Q. Famously, you’re a huge cinephile. What are some of your favorite films in the mystery, thriller, crime, and suspense genres?

Peter: Well, let’s say that I was being shipped off to a desert island today and was only allowed to bring five mystery films. I would choose The Lady Vanishes, Charade, Body Heat, Death Trap, and Knives Out.

 

Q. Readers often only see the peaks and successes of an author’s career. What hardships have you had to overcome?
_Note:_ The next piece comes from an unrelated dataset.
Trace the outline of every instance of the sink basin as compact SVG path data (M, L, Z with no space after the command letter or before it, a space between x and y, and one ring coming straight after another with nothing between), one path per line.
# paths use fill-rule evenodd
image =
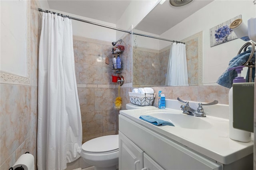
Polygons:
M171 122L175 126L182 128L205 130L212 127L212 125L204 119L206 117L196 117L183 113L170 112L170 111L149 111L145 112L159 119Z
Peter: I don’t know if you’d consider it a hardship, but I was mid-forties when I got my first publishing deal. And like most writers I’d spent the previous twenty years sending out my work and getting rejected. Rejection is one thing, but the first novel I wrote, a whodunit set in the world of poetry, got me an agent and a very interested editor at a publishing house. Then in one week my agent left to work in marketing and the editor who was interested in the story moved jobs, as well, to become a children’s book editor. That was a bit of a blow.

 

Q. What are you working on now?

Peter: I’ve just turned in a novel that is sort of a semi-sequel to The Kind Worth Killing. Two characters from that book—Henry Kimball and Lily Kintner—show up again, and mayhem ensues. And now I’m working on some short fiction before starting a new novel.

Peter Swanson's Latest

Nine Lives FBI Thriller

Nine Lives

 

Nine strangers receive a list with their names on it in the mail. Nothing else, just a list of names on a single sheet of paper. None of the nine people know or have ever met the others on the list. They dismiss it as junk mail, a fluke – until very, very bad things begin happening to people on the list. First, a well-liked old man is drowned on a beach in the small town of Kennewick, Maine. Then, a father is shot in the back while running through his quiet neighborhood in suburban Massachusetts. A frightening pattern is emerging, but what do these nine people have in common? Their professions range from oncology nurse to aspiring actor.

FBI agent Jessica Winslow, who is on the list herself, is determined to find out. Could there be some dark secret that binds them all together? Or is this the work of a murderous madman? As the mysterious sender stalks these nine strangers, they find themselves constantly looking over their shoulders, wondering who will be crossed off next.